Marshall formerly served on the city Republican committee and currently serves on the town’s Board of Assessment Review.
He said he favors solar power in the town and incorporating the vacation rental agreement into the town code, although he believes the town needs to keep an eye on rentals.
He said he would focus on economic development if elected.
“I’d like to attract some more diverse businesses,” he said, offering green companies or light industry as examples. “We seem to be getting a lot of fast-food places along 5&20 and that type of stuff — maybe different businesses.”
Marshall said he believes voters should keep Republicans on the board to ensure that it accurately represents the town. An all-Democratic board, he said, could lead to biased decisions.
• Bob McCarthy, a Democrat, has lived in the city and town.
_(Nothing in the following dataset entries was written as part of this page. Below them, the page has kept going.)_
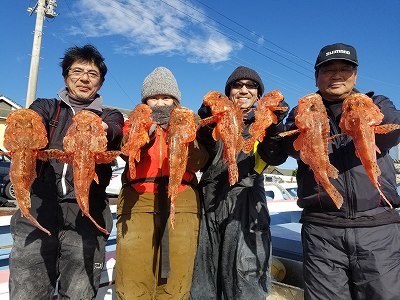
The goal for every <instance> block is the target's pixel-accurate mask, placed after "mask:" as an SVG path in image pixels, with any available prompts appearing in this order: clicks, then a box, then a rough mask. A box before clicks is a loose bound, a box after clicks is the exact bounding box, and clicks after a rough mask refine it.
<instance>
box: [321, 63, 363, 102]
mask: <svg viewBox="0 0 400 300" xmlns="http://www.w3.org/2000/svg"><path fill="white" fill-rule="evenodd" d="M356 80H357V68H356V67H355V66H354V65H352V64H351V63H348V62H346V61H343V60H333V61H332V62H328V63H325V64H323V65H322V66H321V67H319V69H318V71H317V72H316V73H315V81H316V85H317V87H318V89H319V91H320V93H321V95H322V97H323V98H324V99H325V100H327V101H338V100H344V99H345V98H346V96H347V95H349V94H350V93H351V91H352V90H353V88H354V86H355V84H356Z"/></svg>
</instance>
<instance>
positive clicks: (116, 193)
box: [106, 167, 125, 196]
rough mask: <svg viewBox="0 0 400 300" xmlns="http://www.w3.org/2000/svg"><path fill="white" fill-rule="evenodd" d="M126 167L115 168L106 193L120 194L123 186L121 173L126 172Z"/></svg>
mask: <svg viewBox="0 0 400 300" xmlns="http://www.w3.org/2000/svg"><path fill="white" fill-rule="evenodd" d="M124 169H125V167H117V168H115V169H114V170H113V172H112V175H111V179H110V184H109V185H108V186H107V188H106V193H107V194H108V195H111V196H116V195H119V192H120V190H121V187H122V182H121V175H122V173H123V172H124Z"/></svg>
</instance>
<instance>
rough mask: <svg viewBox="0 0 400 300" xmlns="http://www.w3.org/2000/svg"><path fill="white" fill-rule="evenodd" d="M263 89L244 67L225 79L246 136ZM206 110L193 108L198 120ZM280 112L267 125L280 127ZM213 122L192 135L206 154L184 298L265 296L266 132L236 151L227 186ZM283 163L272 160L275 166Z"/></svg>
mask: <svg viewBox="0 0 400 300" xmlns="http://www.w3.org/2000/svg"><path fill="white" fill-rule="evenodd" d="M263 93H264V85H263V82H262V81H261V78H260V76H259V75H258V74H257V72H256V71H254V70H252V69H249V68H247V67H244V66H240V67H238V68H236V69H235V70H234V71H233V72H232V74H231V75H230V76H229V78H228V80H227V81H226V85H225V94H226V95H227V96H228V97H229V99H230V100H231V101H232V102H233V103H234V104H235V105H236V106H237V107H240V108H241V110H242V111H243V124H242V125H243V130H242V136H243V137H244V138H245V139H247V140H249V138H250V134H249V130H250V126H251V125H252V124H254V122H255V117H254V109H253V108H254V106H255V103H256V102H257V100H258V99H259V98H260V96H261V95H262V94H263ZM210 115H211V110H210V109H209V107H207V106H205V105H203V106H202V107H201V108H200V109H199V116H200V117H201V118H202V119H205V118H207V117H209V116H210ZM283 117H284V114H282V116H281V117H278V119H279V121H280V123H279V125H278V124H276V125H275V124H273V125H272V126H270V128H272V127H277V126H280V127H282V126H283V124H282V122H281V121H282V119H283ZM214 124H215V123H214ZM214 124H210V125H209V126H203V127H200V128H199V129H198V131H197V140H198V141H199V142H200V143H202V144H203V145H204V146H205V148H206V149H207V150H208V153H209V156H210V158H209V160H208V163H207V166H206V167H205V168H203V175H202V177H201V181H200V183H199V186H200V187H201V188H199V192H200V193H201V199H202V205H203V211H204V213H203V214H202V215H201V226H200V233H199V246H198V248H197V254H196V259H195V269H194V274H193V281H192V287H191V291H190V299H191V300H200V299H236V300H248V299H252V300H265V298H266V296H267V294H268V293H269V291H270V286H271V278H270V271H269V266H270V253H271V243H270V240H271V233H270V230H269V220H270V217H269V213H268V207H267V203H266V199H265V190H264V177H263V174H262V172H263V171H264V169H265V168H266V167H267V165H266V163H265V162H264V161H263V160H264V159H265V156H266V155H267V154H268V153H267V154H266V150H267V149H269V151H272V150H273V149H272V150H271V149H270V148H269V145H268V143H269V138H270V135H271V133H270V132H268V133H266V135H265V137H264V139H263V141H262V142H258V141H257V142H256V143H254V145H253V149H254V150H253V151H250V152H249V153H244V152H243V151H240V152H239V153H238V155H237V158H236V163H237V165H238V178H239V179H238V183H237V184H234V185H230V184H229V180H228V178H229V175H228V166H227V163H226V162H225V161H224V158H223V155H222V153H224V151H225V150H226V149H225V145H224V144H223V142H222V140H221V139H218V140H216V139H215V137H216V134H215V133H216V131H214V129H215V127H214V126H212V125H214ZM283 158H284V159H286V156H284V157H283ZM283 162H284V160H283V161H280V160H278V159H277V160H276V161H275V163H276V164H277V165H278V164H281V163H283ZM232 253H234V255H232ZM243 274H245V275H246V276H243Z"/></svg>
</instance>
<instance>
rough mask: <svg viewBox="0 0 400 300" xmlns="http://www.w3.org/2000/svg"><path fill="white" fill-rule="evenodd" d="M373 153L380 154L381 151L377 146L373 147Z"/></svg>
mask: <svg viewBox="0 0 400 300" xmlns="http://www.w3.org/2000/svg"><path fill="white" fill-rule="evenodd" d="M375 151H376V152H378V153H379V154H381V149H379V148H378V146H376V145H375Z"/></svg>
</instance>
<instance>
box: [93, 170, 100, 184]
mask: <svg viewBox="0 0 400 300" xmlns="http://www.w3.org/2000/svg"><path fill="white" fill-rule="evenodd" d="M93 180H94V181H95V182H96V183H97V184H99V176H97V174H96V173H94V178H93Z"/></svg>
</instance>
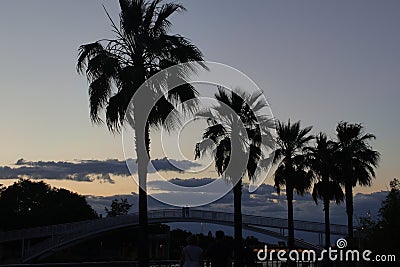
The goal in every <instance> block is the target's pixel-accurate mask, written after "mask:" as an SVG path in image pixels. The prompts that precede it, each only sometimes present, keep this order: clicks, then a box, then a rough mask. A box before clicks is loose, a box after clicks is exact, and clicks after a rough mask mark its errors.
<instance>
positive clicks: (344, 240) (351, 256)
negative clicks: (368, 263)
mask: <svg viewBox="0 0 400 267" xmlns="http://www.w3.org/2000/svg"><path fill="white" fill-rule="evenodd" d="M336 247H337V249H336V248H335V249H334V248H331V247H330V248H328V249H323V250H322V251H320V252H317V251H315V250H307V249H305V250H289V251H288V250H285V249H268V247H267V245H265V246H264V248H263V249H260V250H259V251H258V252H257V259H258V260H259V261H274V260H278V261H283V262H286V261H289V260H290V261H295V262H317V261H346V262H349V261H352V262H359V261H365V262H395V261H396V256H395V255H373V252H372V251H371V250H368V249H366V250H363V251H359V250H357V249H345V248H346V247H347V241H346V239H344V238H339V239H338V240H337V241H336Z"/></svg>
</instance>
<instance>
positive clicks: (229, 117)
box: [195, 87, 274, 266]
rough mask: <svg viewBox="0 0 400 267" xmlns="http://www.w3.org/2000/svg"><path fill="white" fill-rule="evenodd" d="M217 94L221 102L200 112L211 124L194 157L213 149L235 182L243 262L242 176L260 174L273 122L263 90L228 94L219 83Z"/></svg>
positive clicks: (212, 151)
mask: <svg viewBox="0 0 400 267" xmlns="http://www.w3.org/2000/svg"><path fill="white" fill-rule="evenodd" d="M215 98H216V99H217V100H218V105H216V106H214V107H211V108H210V109H209V110H208V111H206V112H201V113H199V116H200V117H204V118H207V122H208V125H209V126H208V127H207V128H206V130H205V131H204V134H203V141H201V142H199V143H198V144H197V145H196V149H195V157H196V158H198V157H200V156H203V155H204V154H206V153H207V152H210V153H212V154H213V157H214V162H215V168H216V170H217V172H218V174H219V175H223V176H224V177H225V178H227V179H229V181H231V183H232V184H233V185H234V187H233V197H234V228H235V246H234V248H235V266H242V264H243V251H242V211H241V197H242V178H243V176H244V175H245V173H246V172H247V176H248V177H249V179H250V180H253V179H255V177H256V176H257V175H258V174H260V172H259V170H260V168H261V167H260V166H259V165H260V164H259V163H260V162H261V161H262V160H264V158H263V157H264V154H265V152H264V150H263V149H264V148H267V149H269V148H271V147H272V134H271V130H272V128H273V127H274V123H273V122H272V121H271V119H270V118H268V117H266V116H265V115H262V113H263V112H262V110H263V108H266V107H267V103H266V101H265V99H264V98H263V96H262V94H261V93H259V94H253V95H250V94H247V93H245V92H242V91H240V90H239V89H237V90H235V91H232V92H231V94H229V93H227V92H226V91H225V90H224V89H223V88H222V87H219V88H218V93H217V94H216V95H215ZM209 140H211V141H212V143H211V142H209ZM246 159H247V162H246Z"/></svg>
He believes he has a good understanding of both, and thinks his job as vice president of Phelps Supply — a company that sells seed, fertilizer and consulting services to farmers — gives him a good understanding of agricultural issues.
He pointed to his MBA from RIT as making him well qualified to maintain the no-tax pledge and help with the town’s strategic planning efforts.
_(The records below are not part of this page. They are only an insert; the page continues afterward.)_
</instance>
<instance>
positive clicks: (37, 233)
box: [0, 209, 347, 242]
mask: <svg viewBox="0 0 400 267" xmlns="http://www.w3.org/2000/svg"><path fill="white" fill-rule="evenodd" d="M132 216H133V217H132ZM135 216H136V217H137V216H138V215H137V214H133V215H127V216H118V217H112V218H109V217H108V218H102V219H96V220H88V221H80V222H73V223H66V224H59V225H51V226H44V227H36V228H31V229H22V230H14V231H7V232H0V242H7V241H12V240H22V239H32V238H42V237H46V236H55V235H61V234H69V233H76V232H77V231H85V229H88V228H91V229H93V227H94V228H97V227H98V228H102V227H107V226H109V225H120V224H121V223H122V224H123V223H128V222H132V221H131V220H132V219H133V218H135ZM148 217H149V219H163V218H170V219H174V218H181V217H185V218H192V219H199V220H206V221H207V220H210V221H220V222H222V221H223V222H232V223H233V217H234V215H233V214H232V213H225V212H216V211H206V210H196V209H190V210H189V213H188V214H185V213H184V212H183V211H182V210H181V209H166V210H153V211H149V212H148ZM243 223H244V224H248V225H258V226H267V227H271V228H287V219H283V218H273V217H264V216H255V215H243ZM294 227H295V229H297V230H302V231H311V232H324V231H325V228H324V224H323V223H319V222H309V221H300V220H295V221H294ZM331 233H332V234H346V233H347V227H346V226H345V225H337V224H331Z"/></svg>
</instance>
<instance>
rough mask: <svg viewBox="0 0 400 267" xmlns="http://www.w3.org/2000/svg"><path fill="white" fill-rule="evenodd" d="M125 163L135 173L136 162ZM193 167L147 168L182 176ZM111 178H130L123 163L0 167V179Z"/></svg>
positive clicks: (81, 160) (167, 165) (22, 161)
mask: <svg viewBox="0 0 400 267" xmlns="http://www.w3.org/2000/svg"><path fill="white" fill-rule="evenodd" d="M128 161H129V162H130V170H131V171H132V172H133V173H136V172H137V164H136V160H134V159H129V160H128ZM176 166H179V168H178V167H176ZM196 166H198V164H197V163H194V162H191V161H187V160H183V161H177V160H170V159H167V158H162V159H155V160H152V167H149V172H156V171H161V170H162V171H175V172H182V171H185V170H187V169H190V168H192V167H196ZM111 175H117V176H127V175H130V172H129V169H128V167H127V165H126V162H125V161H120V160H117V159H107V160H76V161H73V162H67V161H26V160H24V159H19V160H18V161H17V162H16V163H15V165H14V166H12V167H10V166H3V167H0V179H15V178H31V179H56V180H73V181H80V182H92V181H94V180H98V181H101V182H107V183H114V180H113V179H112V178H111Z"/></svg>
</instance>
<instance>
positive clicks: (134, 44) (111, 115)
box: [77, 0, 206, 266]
He said he decided to run because he is both excited and concerned about what lies ahead for Geneva.
“I’m excited because we’re on the cusp of some really dynamic growth, and I’m concerned because with that growth can come some increasing pressure on our town’s finances, infrastructure and environment,” he said.
McCarthy said his priorities would include protecting the lake, addressing runoff issues and making sure broadband is available townwide. He also wants to work to reduce truck traffic, much of it generated by the landfill, and to preserve the town’s agricultural heritage.
He favors increased cooperation between the city and the town and sees the new Comprehensive Plan as a key to the future.
While McCarthy said he supports solar power 100 percent, he opposed the Colleges’ controversial plan to build a solar facility at the Fribolin Farm.
“That’s a situation where the law was passed unanimously, both sides, without really thinking about the consequences that could happen,” he said of the town’s solar code, which opened the way for the Colleges’ proposal.
McCarthy said he favors the property rental agreement and supports incorporating it into town code. He called it a good compromise.
“Everyone I talk to on the lake seems to agree with that,” he said.
At the same time, he believes the dispute that led to the agreement highlights the need to update the town’s zoning laws, which he called archaic.
McCarthy has not run for office since a bid for student council — he lost — but he has served on the boards at the YMCA and St. Peter’s. His wife, Nina, recently retired as principal of West Street School.
“I think the important thing in this election is to get the people who can get us to that direction and accomplish the goals and make the platforms real,” he said.